Six weeks. Forty-two days. 1,008 hours. No matter how you add it up, it's a long time to be stuck in a hospital bed. Unfortunately, that's how long my father-in-law was hospitalized — correction, rehospitalized — following surgery to remove a cancerous section of his esophagus. It felt like an eternity for him and the entire family — his six children, five in-laws and 13 grandchildren.
Regular readers of my blog in H&HN Daily are familiar with the story: Nearly a year after losing his wife to cancer, my father-in-law was diagnosed with esophageal cancer. Following an intense regimen of chemo and radiation, he had major surgery at a well-regarded academic medical center. The surgery went well, but my father-in-law developed pneumonia while in the ICU, complicating his recovery. He was discharged after 13 days, but the family was given little information about a care plan, medication reconciliation, necessary follow-up, etc. In fact, it wasn't until the day of discharge that we were told he'd need 24-hour care for a few weeks as he regained his strength and learned how to manage his feeding tube.
The next two weeks were rough. My wife, her sisters and brother took turns tending to their father. None of them are trained health care providers; all have jobs and families of their own that were put on hold. Several postsurgical complications ensued. Eventually, my father-in-law's primary care physician, who had been out of the loop since the surgery, got him admitted to a community hospital. He was there for six weeks before being discharged in mid-December. This time, the planning process worked. We knew what to expect. Follow-up appointments were set up, including one with his primary care doc. He hired a live-in nurse to help manage his recovery for a few weeks and to be there when the physical therapist visited. She drilled the former Marine endlessly on using the feeding tube and helped him understand how to introduce solid foods slowly back into his diet.

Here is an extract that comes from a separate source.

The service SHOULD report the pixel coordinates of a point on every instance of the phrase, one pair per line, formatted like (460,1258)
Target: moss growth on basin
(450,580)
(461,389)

I saw my father-in-law just before the holidays and he looked great. He was sitting on the sofa watching football and writing out holiday cards. He and his nurse bickered like an old married couple, but he didn't skip a beat when she told him it was time to hook up to the feeding tube.
Our situation is not unique. Patients and families across the country confront the problems of poor care coordination and discharge planning every day. But there are glimmers of hope. Hospitals and others in the field are exploring ways to revamp the process and ensure that patients are getting the right care once they leave the hospital.
As we report this month in InBox [page 16], Rhode Island hospitals and the state's Blues plan are tying a significant portion of reimbursement dollars to well-executed discharge planning. In Illinois, the hospital association and Blue Cross Blue Shield have partnered to advance a program that seeks to improve transitions of care. And the New Jersey Hospital Association recently launched a tool aimed at helping hospitals improve care coordination.
With Medicare penalties for readmissions looming on the horizon, the pressure will only mount on providers to focus their energies on improving transitions of care.